Port was lucky enough to sample some dishes at The Conduit – sourced from small-scale farmers and fishermen predominantly within the British Isles – including lamb buns, golden beetroot and sea bass, before talking to Merlin about sustainability, experimentation and the importance of charity.

Can you tell me about some of the partners you’re working with at The Conduit?

One of our dishes has vegetables from a small farm in Devon where I grew up. This particular farmer has a project which works with kids who have been through the care system – foster care or borstal – and they re-engage and inspire them through outdoor work, teaching them about food and animal husbandry. They learn how to sustainably rear livestock and grow vegetables which are beneficial to the environment and local community. The byproduct of their work is genuinely the best vegetables I’ve ever eaten anywhere, so for the last four years they’ve been a source of inspiration for most of my menus.

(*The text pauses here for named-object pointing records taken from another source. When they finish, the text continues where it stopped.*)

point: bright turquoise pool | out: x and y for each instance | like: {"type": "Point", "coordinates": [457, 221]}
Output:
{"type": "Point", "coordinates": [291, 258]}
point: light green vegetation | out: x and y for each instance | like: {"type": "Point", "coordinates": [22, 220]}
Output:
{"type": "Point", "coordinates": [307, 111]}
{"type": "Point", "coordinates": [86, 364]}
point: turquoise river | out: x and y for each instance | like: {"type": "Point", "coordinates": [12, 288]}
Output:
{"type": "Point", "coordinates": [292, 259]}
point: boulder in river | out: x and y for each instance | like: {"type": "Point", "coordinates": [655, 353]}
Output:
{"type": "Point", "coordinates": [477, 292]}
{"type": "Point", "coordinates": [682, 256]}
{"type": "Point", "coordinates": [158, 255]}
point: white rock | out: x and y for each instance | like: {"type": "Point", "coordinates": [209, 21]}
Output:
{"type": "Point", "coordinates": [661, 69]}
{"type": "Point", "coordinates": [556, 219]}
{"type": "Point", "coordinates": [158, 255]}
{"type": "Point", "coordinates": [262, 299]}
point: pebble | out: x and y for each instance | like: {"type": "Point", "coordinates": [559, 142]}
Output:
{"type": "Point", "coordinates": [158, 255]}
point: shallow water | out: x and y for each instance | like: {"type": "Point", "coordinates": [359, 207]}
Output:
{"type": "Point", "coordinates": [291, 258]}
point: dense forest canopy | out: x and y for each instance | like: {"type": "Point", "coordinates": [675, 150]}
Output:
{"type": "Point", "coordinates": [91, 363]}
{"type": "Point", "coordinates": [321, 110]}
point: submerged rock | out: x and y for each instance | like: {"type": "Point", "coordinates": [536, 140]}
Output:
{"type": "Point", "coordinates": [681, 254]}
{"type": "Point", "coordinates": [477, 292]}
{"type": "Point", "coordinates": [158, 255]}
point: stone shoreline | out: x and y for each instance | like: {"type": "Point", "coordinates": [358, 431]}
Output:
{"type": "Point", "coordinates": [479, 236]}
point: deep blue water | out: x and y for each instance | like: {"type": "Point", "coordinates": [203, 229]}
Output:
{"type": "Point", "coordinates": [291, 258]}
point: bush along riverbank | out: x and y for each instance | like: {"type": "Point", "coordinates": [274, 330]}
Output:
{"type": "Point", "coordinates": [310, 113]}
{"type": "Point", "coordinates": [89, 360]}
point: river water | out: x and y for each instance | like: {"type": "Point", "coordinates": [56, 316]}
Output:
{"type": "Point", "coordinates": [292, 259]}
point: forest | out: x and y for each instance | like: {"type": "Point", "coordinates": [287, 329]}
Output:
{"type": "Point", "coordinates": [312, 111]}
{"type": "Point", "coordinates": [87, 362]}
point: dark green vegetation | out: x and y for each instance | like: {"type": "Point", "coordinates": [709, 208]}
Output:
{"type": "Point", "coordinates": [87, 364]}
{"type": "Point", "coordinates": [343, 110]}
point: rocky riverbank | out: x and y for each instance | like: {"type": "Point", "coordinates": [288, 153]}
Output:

Often strict guidelines focus creativity, is it refreshing having the producer dictate what goes on the menu?

When you limit yourself with what you can work with, you force yourself to think outside the box and cook things you wouldn’t normally cook. English produce can be repetitive, the same thing all year round. We have thoroughly unglamorous ingredients like swiss chard, kale and beetroot, but I like that challenge. When you actually produce a dish with these ingredients that’s really good it’s deeply satisfying and much more rewarding. It’s the job of a chef or a craftsman to take something quite basic and humble and use your skill to turn it into something special.

How are you building sustainability into the restaurant?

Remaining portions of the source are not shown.